Na manhã, ao levar de novo Dona Malva para um passeio na pracinha, e como ficasse com mais vontade ainda de se balançar, jurou que dessa tarde não passaria. Hoje iria andar de balanço, de qualquer jeito, nem que tivesse que falar com o tal guarda.
Era o dia do aniversário de Paulo, que fazia vinte e cinco anos, e, por isso, antes dos funcionários do centro esportivo irem embora, fizeram uma festa surpresa para ele, na própria pracinha. O diretor mandou a sua secretária encomendar um bolo, convidaram as faxineiras, o jardineiro, alguns professores e até alguns atletas, para comemorar a data. Pela tarde inteira, o guarda recebeu abraços e felicitações, pois era muito querido por todos.
Ana olhava de longe, sabendo que naquela tarde, nem com banda, teria coragem de se aproximar do rapaz.
Paulo, sem namorada há horas e carente, mais uma vez viu a sua chance de se dar bem ir embora. Vontade de convidar a moça para comer uma fatia de bolo, e tirar a limpo essa história, não faltou. Mas, com o pessoal ali, era impossível. E, se o diretor descobrisse que ele estava dando em cima de mulher em local de trabalho... adeus emprego!
Sem conseguir tirá-la da cabeça, foi para casa pensando. Quem é essa mulher? Será que é solteira, casada? Hoje em dia, não se sabe, o que tem de mulher casada dando em cima de cara solteiro... parece até que a mulherada só pensa naquilo. Ficam falando que elas querem é amor, que mulher só pensa em casamento, mas não é o que parece.
Ana, dessa vez, estava puta com ela mesma.
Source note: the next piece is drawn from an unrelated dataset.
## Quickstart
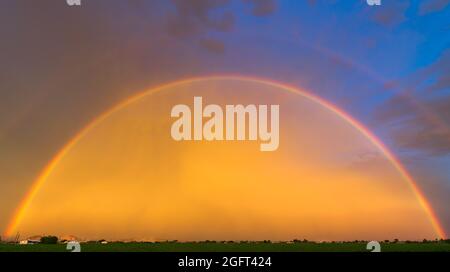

Porque não falava? afinal, que mal tinha em ouvir um não? mas, sabia que morreria de vergonha, e depois, com que cara iria levar a Dona Malva para os seus passeios de novo? Tá certo, o guardinha só aparecia na tarde e a Dona Malva tomava o seu sol de manhã, mas sei lá... ela tinha muito medo de perder o emprego. Ainda mais agora que precisava pagar o seu curso.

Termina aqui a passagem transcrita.